In Viaggio: The Travels of Pope Francis, Lots of Countries, Always Waving

By Liam Lacey

Rating: B-

One of few disturbing sequences in Gianfranco Rosi’s documentary In Viaggio: The Travels of Pope Francis follows the pope’s “penitential” visit to Canada in the summer of 2022.

The purpose of the trip was to apologize for the Catholic Church’s role in Canada’s Indigenous residential school system. The video of the pope in his white cassock and skull cap, amid Indigenous leaders in ceremonial feathered headdresses, was an eye-catching symbolic moment.

It’s immediately followed by brief, archival black-and-white footage of Indigenous children, sitting in their classes, brushing their teeth before bed, or being taught to dance.

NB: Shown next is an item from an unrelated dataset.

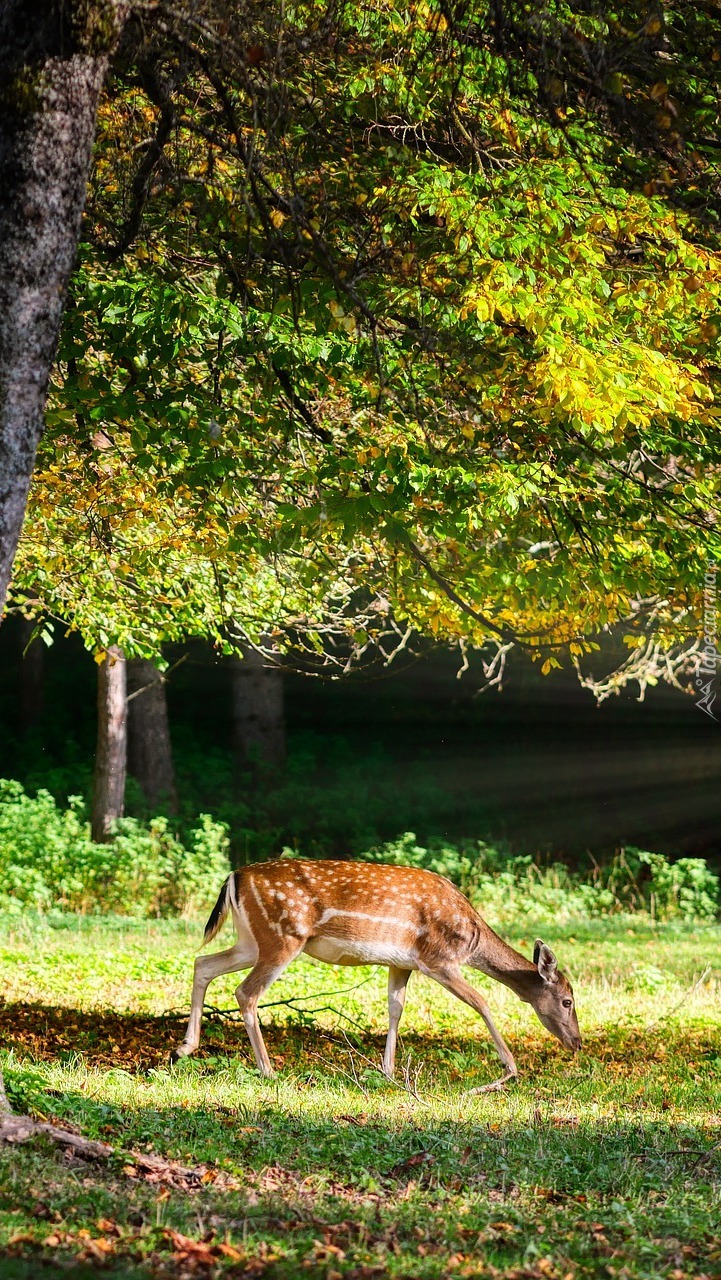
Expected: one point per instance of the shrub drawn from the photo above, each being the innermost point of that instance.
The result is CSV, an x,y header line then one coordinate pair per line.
x,y
512,888
48,859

How many of these children survived, and what happened to those who made it to adulthood? The pacifying imagery of official reconciliation feels chillingly inadequate.

The sequence is an anomaly in Rosi’s non-judgemental film, which was mostly edited from television broadcasts over the past decade. These clips are stitched together by sequences of the camera stationed behind the pontiff, standing in the back of a white Jeep Wrangler, as he rhythmically waves, left and right, like a Bobblehead figure, to spectators lining the streets.

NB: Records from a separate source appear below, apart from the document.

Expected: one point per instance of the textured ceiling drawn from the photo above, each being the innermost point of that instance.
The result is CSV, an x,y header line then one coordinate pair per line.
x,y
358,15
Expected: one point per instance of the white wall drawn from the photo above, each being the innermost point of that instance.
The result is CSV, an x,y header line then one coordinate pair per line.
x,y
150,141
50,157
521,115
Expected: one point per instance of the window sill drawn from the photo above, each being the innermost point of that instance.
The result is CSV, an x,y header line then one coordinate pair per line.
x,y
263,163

Other scenes follow Pope Francis down on the ground among the moist-eyed throngs, touching hands, stroking heads, and kissing babies. It looks exhausting. The pope may be the spiritual leader of 1.3 billion Catholics and thus one of the most powerful people in the world, but he is also an elderly man who struggles to raise himself out of a chair. (The 86-year-old pontiff is currently in hospital with a lung infection.)

In Viaggio — which is neither a Vatican public relations film nor an exposé — is essentially a chance to go along for the papal ride. Director Rosi, a 59-year-old New York-based Italian, has won major awards in Europe for his observational films of migrants crossing the Mediterranean Sea, the conflict at the Mexican-U.S. border and Mideast war zones, plus regions of suffering where the pope, too, has journeyed over the past decade. Rosi’s unobtrusive approach offers scraps of evidence for both believers and skeptics.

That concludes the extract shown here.